7th Internet, Law and Politics Congress (IX). Internet Privacy and the Right to Be Forgotten

Notes from the 7th Internet, Law and Politics Congress: Net Neutrality and other challenges for the future of the Internet, organized by the Open University of Catalonia, School of Law and Political Science, and held in Barcelona, Spain, on 11-12 July 2011. More notes on this event: idp2011.

Panel: Internet Privacy and the Right to Be Forgotten
Chairs: Esther Mitjans, Director of the Catalan Data Protection Authority and Professor of Constitutional Law at the University of Barcelona

Norberto Nuno Gomes de Andrade, Scientific Officer at the European Commission, working at the Institute for Prospective Technological Studies (IPTS, Spain)
The Right to be Forgotten. An Identity Perspective

The right to be forgotten should be anchored to the right to identity.

The data protection – data privacy – identity triangle: the data protection directive presents and apparently harmonious and coherent articulation of the concepts of data protection, privacy and identity. Data protection protects the righ to privacy by relying upon the notion of personal identity. This assumed harmonious connection is flawed and problematic. In reality, it is much more complex and dynamic.

Data protection should be procedural right, while data privacy and identity should be substantial rights. Substantial rights are a social interest, while procedural rights set the rules, methods and conditions through which those substantive rights are effectively enforced and protected.

Right to identity is the right to be unique, the persons’ definite and inalienable interest in the uniqueness of their being. The right to identity is infringed if person A makes use of person B’s identity in a way contrary to how that person B perceives his or her identity.

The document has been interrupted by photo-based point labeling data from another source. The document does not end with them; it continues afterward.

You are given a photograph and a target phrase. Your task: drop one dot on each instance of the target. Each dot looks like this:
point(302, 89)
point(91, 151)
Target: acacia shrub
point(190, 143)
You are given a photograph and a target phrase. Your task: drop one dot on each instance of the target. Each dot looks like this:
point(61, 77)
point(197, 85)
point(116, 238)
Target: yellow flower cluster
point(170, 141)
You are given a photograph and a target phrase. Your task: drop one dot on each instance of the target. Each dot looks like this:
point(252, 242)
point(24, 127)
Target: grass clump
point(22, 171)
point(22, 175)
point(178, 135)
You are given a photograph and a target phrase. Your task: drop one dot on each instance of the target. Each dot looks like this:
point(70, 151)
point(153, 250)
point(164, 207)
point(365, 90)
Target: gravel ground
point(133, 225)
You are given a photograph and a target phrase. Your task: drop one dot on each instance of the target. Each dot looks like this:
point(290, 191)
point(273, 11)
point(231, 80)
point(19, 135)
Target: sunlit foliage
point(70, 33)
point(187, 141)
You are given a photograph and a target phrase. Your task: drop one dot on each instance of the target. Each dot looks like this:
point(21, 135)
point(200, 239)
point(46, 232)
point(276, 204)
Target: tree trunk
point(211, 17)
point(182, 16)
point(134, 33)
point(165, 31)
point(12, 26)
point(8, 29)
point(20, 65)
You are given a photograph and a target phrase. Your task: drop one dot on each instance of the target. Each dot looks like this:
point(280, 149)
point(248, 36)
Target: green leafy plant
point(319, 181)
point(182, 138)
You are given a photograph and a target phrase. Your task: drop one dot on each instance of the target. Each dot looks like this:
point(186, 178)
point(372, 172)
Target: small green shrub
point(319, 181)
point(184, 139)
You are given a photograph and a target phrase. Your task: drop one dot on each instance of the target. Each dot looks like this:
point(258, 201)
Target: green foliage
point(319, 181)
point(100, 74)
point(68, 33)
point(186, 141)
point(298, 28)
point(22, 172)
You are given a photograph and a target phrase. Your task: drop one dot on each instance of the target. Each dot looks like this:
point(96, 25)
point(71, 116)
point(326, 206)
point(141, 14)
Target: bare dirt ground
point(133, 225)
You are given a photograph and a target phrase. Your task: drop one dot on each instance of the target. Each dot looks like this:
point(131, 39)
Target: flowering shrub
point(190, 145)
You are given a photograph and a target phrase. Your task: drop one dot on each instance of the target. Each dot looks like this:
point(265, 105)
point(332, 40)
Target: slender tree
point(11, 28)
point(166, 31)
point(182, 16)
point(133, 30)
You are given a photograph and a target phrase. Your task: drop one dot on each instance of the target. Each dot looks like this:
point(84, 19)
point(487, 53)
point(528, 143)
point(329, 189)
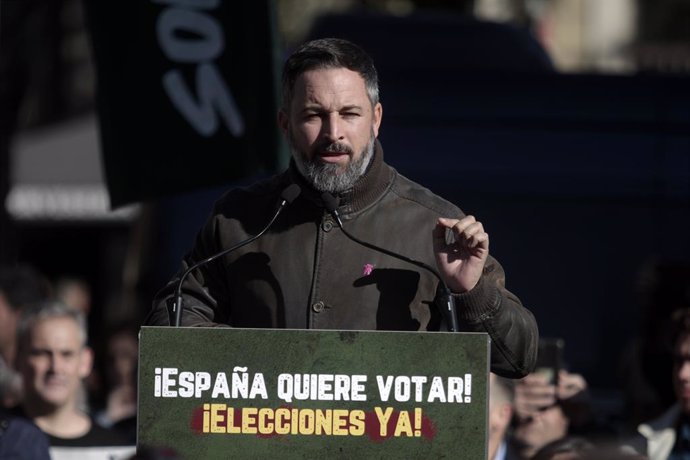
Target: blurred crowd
point(65, 394)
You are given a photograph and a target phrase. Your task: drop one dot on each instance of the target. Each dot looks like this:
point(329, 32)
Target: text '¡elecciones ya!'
point(170, 382)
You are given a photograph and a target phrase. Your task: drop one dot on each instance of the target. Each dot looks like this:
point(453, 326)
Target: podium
point(264, 393)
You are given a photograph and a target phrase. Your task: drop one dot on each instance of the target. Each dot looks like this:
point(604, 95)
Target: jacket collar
point(368, 188)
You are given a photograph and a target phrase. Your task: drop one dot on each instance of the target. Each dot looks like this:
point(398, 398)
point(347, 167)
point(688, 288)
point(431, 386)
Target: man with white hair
point(53, 359)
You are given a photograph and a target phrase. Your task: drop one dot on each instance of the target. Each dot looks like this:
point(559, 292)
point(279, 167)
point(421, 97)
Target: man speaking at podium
point(354, 245)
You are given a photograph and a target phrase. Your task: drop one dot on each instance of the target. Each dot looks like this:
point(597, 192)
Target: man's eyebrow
point(348, 108)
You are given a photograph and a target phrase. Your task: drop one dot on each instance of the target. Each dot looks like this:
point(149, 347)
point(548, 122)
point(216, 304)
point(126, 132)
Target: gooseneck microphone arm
point(288, 195)
point(446, 301)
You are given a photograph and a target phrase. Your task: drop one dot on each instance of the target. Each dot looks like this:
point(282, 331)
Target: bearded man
point(305, 272)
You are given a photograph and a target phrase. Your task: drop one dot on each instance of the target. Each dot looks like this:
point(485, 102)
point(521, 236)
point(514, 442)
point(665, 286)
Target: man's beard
point(330, 177)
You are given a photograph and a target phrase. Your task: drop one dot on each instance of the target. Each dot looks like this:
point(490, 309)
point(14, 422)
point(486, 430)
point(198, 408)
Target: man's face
point(681, 371)
point(53, 362)
point(331, 126)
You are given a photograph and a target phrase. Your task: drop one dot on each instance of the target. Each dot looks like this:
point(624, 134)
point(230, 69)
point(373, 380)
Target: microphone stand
point(288, 196)
point(444, 299)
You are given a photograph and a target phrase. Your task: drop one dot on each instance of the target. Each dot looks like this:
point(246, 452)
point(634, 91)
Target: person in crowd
point(20, 439)
point(667, 437)
point(501, 410)
point(53, 359)
point(545, 412)
point(20, 286)
point(310, 269)
point(119, 369)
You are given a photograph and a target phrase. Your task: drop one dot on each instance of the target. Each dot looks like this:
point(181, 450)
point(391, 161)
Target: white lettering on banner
point(321, 387)
point(170, 383)
point(187, 34)
point(404, 388)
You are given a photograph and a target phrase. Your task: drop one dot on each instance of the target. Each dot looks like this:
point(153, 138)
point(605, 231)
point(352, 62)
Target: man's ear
point(378, 116)
point(283, 121)
point(86, 362)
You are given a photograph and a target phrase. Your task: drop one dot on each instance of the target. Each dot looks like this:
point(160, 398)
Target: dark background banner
point(186, 93)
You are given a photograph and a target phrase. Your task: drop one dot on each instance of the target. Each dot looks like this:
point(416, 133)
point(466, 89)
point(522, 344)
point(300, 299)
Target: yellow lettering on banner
point(324, 422)
point(306, 422)
point(383, 419)
point(207, 419)
point(357, 418)
point(295, 424)
point(249, 418)
point(282, 421)
point(404, 425)
point(217, 418)
point(266, 421)
point(340, 422)
point(233, 427)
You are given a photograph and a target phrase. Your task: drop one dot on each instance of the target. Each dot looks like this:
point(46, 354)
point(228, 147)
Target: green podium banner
point(264, 393)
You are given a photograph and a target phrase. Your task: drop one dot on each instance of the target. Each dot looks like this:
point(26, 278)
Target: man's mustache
point(333, 147)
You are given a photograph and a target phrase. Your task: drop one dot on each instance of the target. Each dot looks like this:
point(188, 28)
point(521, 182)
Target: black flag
point(187, 93)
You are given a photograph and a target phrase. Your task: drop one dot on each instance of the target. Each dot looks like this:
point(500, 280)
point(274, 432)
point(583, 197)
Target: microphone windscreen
point(291, 192)
point(329, 202)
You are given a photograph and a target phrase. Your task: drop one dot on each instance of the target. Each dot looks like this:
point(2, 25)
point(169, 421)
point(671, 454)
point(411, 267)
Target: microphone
point(446, 303)
point(288, 195)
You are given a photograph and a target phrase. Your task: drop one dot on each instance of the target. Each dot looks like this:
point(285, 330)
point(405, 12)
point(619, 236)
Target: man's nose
point(684, 371)
point(331, 127)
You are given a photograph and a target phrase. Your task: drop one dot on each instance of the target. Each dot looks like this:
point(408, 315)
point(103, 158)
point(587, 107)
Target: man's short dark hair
point(329, 53)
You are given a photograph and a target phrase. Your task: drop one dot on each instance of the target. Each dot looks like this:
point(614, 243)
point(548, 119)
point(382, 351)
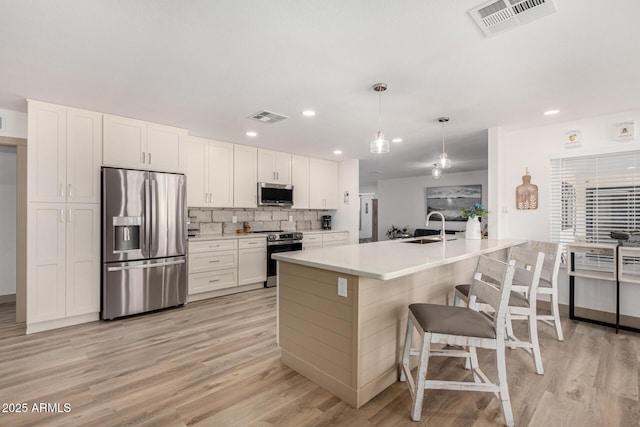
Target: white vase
point(473, 229)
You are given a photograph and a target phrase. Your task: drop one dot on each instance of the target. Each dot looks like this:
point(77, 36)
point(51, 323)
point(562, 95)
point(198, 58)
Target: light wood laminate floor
point(215, 363)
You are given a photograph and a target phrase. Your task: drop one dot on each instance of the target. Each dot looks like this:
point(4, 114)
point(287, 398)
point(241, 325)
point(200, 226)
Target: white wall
point(347, 217)
point(402, 201)
point(532, 148)
point(15, 124)
point(7, 220)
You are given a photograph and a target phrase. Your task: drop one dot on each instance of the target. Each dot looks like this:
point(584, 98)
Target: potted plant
point(473, 214)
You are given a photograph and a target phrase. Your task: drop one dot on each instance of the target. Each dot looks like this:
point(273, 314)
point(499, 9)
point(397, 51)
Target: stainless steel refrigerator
point(144, 241)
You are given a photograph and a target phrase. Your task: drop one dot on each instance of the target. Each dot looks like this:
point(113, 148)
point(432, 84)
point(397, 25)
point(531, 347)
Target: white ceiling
point(206, 65)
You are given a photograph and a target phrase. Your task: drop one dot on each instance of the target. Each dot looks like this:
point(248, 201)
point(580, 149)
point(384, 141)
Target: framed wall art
point(452, 199)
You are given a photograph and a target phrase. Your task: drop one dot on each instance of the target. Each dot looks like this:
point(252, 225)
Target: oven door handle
point(284, 242)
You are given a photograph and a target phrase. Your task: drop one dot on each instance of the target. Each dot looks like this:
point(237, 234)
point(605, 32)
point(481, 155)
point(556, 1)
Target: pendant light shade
point(379, 145)
point(436, 172)
point(443, 161)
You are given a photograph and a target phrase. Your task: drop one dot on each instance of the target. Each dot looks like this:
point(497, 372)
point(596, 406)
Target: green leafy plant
point(477, 210)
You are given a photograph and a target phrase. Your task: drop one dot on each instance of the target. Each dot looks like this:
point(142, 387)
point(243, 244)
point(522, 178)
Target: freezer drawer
point(141, 286)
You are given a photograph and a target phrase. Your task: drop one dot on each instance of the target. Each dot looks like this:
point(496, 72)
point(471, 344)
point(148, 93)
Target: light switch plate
point(342, 287)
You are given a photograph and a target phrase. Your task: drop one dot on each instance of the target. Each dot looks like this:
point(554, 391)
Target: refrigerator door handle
point(153, 217)
point(142, 266)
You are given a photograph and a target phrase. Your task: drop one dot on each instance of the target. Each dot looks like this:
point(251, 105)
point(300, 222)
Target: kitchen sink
point(425, 240)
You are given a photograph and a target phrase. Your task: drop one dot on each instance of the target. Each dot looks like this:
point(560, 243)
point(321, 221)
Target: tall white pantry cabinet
point(64, 155)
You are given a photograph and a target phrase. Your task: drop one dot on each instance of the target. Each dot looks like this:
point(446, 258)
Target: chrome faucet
point(442, 233)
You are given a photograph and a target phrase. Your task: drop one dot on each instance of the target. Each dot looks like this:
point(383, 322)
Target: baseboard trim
point(223, 292)
point(601, 316)
point(6, 299)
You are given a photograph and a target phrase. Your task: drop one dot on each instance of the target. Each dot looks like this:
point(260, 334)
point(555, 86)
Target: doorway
point(368, 218)
point(13, 224)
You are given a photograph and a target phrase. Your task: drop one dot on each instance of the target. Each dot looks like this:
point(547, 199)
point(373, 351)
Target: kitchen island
point(342, 310)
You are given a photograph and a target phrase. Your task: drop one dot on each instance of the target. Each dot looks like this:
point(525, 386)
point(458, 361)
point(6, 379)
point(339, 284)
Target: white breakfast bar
point(350, 342)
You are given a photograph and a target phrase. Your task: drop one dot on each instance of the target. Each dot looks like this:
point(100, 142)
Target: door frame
point(21, 223)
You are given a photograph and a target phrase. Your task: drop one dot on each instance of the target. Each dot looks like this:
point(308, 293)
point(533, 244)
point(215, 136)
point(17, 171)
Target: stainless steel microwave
point(275, 194)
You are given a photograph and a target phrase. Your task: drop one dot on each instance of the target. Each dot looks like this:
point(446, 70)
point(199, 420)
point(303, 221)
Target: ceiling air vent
point(502, 15)
point(269, 117)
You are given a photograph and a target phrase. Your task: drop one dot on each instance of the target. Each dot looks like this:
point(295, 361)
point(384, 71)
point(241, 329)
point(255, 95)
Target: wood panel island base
point(350, 343)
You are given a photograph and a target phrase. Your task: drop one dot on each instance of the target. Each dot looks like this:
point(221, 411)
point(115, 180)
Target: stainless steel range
point(279, 241)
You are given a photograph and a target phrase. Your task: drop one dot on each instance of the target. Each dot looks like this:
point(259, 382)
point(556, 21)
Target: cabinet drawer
point(213, 245)
point(205, 282)
point(311, 238)
point(334, 243)
point(210, 261)
point(252, 243)
point(306, 245)
point(331, 237)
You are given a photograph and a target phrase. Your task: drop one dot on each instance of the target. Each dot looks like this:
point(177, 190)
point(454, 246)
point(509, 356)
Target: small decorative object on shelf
point(473, 214)
point(573, 139)
point(527, 193)
point(626, 130)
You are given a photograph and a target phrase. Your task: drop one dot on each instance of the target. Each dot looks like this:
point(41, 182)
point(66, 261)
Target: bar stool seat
point(466, 327)
point(442, 319)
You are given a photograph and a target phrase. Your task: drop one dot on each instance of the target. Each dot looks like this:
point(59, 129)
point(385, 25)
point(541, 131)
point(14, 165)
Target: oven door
point(274, 248)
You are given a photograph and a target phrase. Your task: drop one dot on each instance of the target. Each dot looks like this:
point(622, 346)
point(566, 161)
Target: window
point(591, 196)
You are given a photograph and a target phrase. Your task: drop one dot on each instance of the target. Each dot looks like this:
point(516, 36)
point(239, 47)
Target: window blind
point(591, 196)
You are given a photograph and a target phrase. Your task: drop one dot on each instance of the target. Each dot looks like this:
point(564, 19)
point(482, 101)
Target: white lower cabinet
point(324, 239)
point(252, 256)
point(63, 265)
point(226, 266)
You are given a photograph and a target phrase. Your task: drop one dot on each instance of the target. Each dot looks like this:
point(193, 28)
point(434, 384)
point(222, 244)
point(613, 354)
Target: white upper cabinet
point(245, 176)
point(323, 184)
point(46, 152)
point(274, 167)
point(64, 154)
point(209, 173)
point(84, 156)
point(136, 144)
point(300, 181)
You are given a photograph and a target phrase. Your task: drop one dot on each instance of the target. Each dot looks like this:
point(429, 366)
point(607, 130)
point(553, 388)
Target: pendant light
point(379, 145)
point(436, 172)
point(443, 161)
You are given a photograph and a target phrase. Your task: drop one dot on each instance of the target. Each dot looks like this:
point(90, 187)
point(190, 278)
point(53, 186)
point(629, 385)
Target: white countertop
point(391, 259)
point(206, 237)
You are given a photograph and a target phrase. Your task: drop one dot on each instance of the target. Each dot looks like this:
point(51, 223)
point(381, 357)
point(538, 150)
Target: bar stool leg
point(501, 367)
point(416, 410)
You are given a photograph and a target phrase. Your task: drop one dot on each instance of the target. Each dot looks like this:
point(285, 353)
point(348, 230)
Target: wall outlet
point(342, 287)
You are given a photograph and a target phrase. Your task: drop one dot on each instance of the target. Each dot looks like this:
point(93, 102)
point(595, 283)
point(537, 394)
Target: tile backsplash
point(219, 220)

Right to privacy protects the personal condition of live characterized by seclusion from, and therefore, absence of acquaintance by the public. Right to privacy is only infringed if true private facts related to a person are revealed to the public.

The right to be forgotten can be seen from an identity perspective. Reinforces the anti-essentialism view of Ientity (a narrative identity): a process of negotiation, social construct, a matter of choices; corresponds to the ever-expanding manner in which law is allowing the individual to infuence aspecte of their identity; and matches the rational of the right to identity: the right not to have one’s identity miss represented, right to new beginning, right to be different Unot only from others, but also from one self).

The right to be forgotten from an identity angle also coves the facts that are already in the public domain, public factas, and covers also the not-necessarily truthful or decontextualized information, the one that is out-dated.

Milagros Pérez Oliva, Ombudsman of El País

It is worth noting that the information that appears on a newspaper is very different from the one that appears on a social networking site. In principle, all the information published in newspapers is public interest, and thus, that information should be publicly available. The problem is when (a) newspapers upload all their archives to the Internet and (b) finding out information (oftentimes serendipitously) is now easy and cheap and quick.

Historical archives cannot be modified and must be public. Period. Of course, that is not the final solution in the case of information vs. privacy, but the beginning of all problems. A first recommendation is to write new information according to some cautionary rules: avoid names (just initials) if the person is not a public celebrity, avoid contextual information that can lead to their identification, etc.

The problem comes with already published information. The suggestion could be to put out of the search engines’ reach some obsolete information. The problem comes, again, with defining what is obsolete information, or what has become non-relevant information.

Yet another problem, added to obsolete information or non-relevant, is incomplete information or plain wrong information. Those are pieces of news that were discontinued (e.g. trials) or never corrected and that pose a problem, as there are thousands of pieces of news within this category.

There is a need for a collective decision on how to add or link new information to an already published piece of news.

María González Ordóñez, Head of Legal for Spain, Portugal & Israel, Google Spain

Google’s policy is to not delete personal data from their cache if the original source has not also deleted those data. In this sense, Google is very respectful with what instructions a webmaster gives to Google (usually via robots.txt) in relationship with indexing and caching.

This policy is based in the fact that Google wants to provide what is available in the Internet. If Google erases information that still is on the net, the search engine will lose transparency and neutrality. On the other hand, there is also the fact that Google can do the very same claims of newspapers concerning the right to information and freedom of expression.

Ricard Martínez Martínez. Professor of Constitutional Law, Universitat de València

We have a dire need to balance the different rights put at stake with the digitization of our lives.

And as citizens usually cannot control their profile on the net, the responsibility to take action relies, on the one hand, on the legislator to design a legal framework, and on the other hand, on the online service and content providers.

We could try and have new tools to “prune” our public information. And those tools should be developed by the industry itself.